It’s also helpful to have a lot of alumns who are fantastic DJs floating around – one of them, Marko Stamenovic, F2'16, provided the soundtrack to our afterparty, to great acclaim.

Remote attendees

Lots of alums can’t travel to New York for Never Graduate Week, and we wanted to include them as much as possible. We livestreamed our opening and closing talks, all of the talks in our satellite space, and all of the unconference events in two of our side rooms in the main space, Lovelace and Hopper. While it wasn’t perfect, nothing exploded, which we’ll count as a win. We also had streams dedicated to discussion of topics we covered in roundtable discussions. We also sponsored alum meet up dinners in London and San Francisco for the folks who couldn’t make it this year.

What went well

  • This year’s NGW was indeed less crowded than last year’s, despite accommodating more people.
  • We had a full schedule of talks and unconference events throughout the week.
  • The RC faculty didn’t burn out as badly after NGW as we have in past years.
  • We launched our new internal calendar at the beginning of NGW, which made RSVPing, seeing, and planning events much better.
  • The Game Night, end of week party at Squarespace, and afterparty were lots of fun, and were well-attended.
  • Everyone who answered our post-NGW survey said they met someone new.
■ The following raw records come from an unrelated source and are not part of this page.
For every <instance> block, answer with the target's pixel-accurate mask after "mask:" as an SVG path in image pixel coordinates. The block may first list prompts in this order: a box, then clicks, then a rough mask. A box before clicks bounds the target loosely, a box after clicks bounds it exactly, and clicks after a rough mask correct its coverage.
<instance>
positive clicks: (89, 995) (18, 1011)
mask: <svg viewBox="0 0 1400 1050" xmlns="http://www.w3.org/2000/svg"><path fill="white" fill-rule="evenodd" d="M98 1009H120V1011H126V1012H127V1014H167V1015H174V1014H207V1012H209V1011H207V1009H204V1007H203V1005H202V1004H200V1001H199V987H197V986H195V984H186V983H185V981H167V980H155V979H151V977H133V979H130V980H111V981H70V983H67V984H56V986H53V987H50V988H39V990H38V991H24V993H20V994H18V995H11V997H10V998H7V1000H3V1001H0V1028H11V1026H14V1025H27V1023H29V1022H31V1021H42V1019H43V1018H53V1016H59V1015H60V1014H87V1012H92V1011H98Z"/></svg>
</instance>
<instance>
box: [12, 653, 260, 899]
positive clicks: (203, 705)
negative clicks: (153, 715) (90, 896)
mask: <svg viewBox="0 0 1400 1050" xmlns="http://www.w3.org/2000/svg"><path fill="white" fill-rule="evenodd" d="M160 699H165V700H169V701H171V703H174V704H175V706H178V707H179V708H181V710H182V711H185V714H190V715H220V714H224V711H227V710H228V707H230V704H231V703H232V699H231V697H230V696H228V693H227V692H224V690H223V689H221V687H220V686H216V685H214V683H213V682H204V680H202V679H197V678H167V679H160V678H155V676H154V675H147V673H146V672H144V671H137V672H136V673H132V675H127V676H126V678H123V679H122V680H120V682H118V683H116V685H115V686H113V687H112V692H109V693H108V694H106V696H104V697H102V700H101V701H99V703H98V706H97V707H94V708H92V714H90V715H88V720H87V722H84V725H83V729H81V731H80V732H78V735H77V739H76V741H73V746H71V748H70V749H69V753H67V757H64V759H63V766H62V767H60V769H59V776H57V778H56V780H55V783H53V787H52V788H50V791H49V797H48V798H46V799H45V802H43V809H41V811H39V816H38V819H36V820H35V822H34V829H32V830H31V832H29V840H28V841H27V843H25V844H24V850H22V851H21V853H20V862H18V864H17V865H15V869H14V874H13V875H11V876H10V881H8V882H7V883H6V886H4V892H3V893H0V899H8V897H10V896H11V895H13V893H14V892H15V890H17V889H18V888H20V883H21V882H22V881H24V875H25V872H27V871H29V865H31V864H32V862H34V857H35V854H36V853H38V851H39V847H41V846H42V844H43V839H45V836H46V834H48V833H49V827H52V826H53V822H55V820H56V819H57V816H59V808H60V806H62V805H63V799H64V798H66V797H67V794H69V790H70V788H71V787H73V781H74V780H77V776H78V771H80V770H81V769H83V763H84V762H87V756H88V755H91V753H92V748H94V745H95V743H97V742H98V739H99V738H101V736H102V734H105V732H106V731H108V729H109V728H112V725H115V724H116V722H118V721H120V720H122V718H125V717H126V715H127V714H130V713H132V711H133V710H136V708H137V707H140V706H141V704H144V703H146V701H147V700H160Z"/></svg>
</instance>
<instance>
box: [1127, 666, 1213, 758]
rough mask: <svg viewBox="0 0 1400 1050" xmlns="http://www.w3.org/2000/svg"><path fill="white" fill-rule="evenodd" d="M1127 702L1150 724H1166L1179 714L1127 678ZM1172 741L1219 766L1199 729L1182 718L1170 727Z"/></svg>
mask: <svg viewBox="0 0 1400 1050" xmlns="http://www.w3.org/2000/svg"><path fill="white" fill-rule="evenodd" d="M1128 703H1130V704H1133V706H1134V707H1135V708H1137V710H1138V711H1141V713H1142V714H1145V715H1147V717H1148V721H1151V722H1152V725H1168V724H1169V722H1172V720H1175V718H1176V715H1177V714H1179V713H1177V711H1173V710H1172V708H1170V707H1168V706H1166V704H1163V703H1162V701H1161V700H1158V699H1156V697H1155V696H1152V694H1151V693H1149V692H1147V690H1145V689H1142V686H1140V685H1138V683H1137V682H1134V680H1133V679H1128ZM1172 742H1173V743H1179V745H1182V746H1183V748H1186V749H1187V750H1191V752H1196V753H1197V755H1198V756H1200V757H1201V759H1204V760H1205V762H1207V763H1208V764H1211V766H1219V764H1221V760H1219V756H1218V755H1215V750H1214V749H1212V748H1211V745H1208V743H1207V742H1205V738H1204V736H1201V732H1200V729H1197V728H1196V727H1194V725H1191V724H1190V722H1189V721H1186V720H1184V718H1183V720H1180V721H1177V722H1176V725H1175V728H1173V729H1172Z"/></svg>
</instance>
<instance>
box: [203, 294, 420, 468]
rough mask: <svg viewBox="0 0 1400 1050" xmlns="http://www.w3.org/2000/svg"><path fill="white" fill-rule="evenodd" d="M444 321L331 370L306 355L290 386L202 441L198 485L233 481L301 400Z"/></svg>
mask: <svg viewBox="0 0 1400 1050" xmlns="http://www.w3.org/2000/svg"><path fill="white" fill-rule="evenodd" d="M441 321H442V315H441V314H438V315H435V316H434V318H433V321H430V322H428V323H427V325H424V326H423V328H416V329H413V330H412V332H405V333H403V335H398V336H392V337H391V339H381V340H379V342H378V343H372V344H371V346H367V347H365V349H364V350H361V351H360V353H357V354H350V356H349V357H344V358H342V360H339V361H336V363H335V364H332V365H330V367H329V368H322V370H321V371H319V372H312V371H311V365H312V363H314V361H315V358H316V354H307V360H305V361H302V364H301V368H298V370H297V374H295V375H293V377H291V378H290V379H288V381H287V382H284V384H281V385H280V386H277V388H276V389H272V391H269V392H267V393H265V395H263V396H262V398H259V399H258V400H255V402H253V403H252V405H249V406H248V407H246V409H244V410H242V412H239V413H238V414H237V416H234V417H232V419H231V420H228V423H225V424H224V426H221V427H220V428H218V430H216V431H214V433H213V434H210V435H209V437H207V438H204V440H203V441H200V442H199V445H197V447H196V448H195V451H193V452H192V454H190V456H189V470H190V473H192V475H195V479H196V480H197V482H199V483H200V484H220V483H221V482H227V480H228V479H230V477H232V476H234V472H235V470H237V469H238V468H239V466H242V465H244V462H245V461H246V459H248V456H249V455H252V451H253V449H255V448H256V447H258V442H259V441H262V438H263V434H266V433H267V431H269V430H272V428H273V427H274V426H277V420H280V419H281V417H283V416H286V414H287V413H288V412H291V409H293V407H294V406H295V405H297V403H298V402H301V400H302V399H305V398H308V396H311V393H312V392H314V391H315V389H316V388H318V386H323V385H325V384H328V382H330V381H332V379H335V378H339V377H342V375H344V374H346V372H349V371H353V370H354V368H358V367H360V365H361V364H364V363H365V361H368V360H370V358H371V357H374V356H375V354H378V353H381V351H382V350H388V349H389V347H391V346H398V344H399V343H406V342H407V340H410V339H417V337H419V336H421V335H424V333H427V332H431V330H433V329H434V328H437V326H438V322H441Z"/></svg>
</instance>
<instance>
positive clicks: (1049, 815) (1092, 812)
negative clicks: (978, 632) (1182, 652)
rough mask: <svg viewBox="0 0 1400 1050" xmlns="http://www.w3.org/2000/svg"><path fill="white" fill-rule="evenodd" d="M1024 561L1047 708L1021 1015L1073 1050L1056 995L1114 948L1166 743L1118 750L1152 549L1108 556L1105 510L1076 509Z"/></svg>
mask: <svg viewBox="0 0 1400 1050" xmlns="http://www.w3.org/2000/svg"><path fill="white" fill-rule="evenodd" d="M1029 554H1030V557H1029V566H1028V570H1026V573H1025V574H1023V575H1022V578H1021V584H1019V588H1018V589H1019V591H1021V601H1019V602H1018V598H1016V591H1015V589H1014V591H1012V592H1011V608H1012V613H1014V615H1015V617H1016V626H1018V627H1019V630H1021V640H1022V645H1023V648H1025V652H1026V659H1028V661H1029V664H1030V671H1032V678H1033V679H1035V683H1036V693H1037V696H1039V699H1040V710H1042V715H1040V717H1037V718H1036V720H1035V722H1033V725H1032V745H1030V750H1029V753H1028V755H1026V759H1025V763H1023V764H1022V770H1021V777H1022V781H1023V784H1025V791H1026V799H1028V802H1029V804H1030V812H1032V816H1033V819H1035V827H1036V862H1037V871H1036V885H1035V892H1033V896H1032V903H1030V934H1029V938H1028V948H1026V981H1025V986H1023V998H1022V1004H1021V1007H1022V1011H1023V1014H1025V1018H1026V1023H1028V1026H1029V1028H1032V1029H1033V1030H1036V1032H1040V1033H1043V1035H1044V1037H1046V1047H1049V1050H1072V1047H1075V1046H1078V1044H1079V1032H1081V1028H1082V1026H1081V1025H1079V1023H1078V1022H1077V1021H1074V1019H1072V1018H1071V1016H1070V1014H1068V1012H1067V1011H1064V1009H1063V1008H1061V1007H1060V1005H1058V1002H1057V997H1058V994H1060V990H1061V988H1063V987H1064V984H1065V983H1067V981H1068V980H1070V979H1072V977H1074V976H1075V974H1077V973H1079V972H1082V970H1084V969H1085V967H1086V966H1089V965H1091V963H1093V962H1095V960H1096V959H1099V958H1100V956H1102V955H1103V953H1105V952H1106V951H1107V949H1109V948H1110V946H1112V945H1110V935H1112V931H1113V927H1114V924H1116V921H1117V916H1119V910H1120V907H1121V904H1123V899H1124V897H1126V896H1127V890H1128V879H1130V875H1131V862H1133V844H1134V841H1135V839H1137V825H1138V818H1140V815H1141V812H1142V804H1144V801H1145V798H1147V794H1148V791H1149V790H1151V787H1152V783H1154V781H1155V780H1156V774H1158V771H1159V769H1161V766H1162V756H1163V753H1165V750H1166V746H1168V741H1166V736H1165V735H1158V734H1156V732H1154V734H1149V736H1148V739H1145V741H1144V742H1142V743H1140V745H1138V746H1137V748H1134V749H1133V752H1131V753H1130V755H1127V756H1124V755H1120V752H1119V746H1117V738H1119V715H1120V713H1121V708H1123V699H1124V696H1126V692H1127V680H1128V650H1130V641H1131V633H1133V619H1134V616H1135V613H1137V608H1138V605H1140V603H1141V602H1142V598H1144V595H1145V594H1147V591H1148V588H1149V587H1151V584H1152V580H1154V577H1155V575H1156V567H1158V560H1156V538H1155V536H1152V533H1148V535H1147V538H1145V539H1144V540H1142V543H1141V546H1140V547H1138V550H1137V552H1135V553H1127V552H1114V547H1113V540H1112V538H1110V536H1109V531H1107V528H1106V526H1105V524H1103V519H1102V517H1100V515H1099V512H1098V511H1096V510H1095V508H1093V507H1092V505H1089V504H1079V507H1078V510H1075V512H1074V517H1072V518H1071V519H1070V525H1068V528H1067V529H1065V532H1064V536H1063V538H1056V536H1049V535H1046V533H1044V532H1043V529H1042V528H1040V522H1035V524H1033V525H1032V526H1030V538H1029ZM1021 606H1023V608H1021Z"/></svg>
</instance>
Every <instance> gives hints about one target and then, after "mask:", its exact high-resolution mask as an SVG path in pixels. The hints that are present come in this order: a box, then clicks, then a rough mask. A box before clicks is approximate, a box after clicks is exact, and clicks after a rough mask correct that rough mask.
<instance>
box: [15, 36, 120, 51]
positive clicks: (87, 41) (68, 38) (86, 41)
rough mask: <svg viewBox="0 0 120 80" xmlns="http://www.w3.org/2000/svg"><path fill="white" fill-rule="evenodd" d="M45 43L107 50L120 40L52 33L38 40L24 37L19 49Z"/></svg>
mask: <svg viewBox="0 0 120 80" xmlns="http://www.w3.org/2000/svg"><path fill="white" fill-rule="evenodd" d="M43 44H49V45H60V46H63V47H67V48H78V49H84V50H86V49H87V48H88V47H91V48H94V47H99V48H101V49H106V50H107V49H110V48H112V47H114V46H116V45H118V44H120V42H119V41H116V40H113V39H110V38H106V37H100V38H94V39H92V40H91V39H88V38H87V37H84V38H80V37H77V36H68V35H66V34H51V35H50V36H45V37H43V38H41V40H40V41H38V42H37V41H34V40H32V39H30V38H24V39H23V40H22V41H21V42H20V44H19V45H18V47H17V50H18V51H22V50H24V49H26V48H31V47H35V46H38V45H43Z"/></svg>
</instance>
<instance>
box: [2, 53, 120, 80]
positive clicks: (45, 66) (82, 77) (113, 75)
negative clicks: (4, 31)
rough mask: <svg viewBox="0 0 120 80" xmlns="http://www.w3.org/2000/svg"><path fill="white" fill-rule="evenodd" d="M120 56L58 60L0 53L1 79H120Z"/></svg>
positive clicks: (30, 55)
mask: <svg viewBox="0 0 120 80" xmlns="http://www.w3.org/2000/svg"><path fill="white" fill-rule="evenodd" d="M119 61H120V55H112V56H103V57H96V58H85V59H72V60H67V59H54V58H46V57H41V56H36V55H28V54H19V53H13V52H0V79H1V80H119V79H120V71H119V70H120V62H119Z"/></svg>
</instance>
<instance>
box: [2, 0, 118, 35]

What could have gone better

  • There were some logistical hiccups with our quiet space, and (perhaps it was so quiet that) lots of folks didn’t realize it was there.
  • There were a few things that happened or changed at the last minute which we’ll be more prepared for next time, including setting up better internet in our satellite space, facilitating more small social events, and printing programs and notebooks.
  • Many folks who attended NGW also have day jobs, and it was hard for them to attend without dedicated space to work remotely during the day.
  • We should have planned more meetups in other cities further in advance.
  • We should have been more consistent in how we took questions from folks watching talks remotely.

What’s in store for next year

Never Graduate Week will continue to get bigger as RC grows. I view attendance and interest in NGW as a measure of the health of our community: the more folks who want to attend, the better we’re doing. That means that we’ll be planning for an NGW with more space, more participants, and more fun social and technical events in 2018!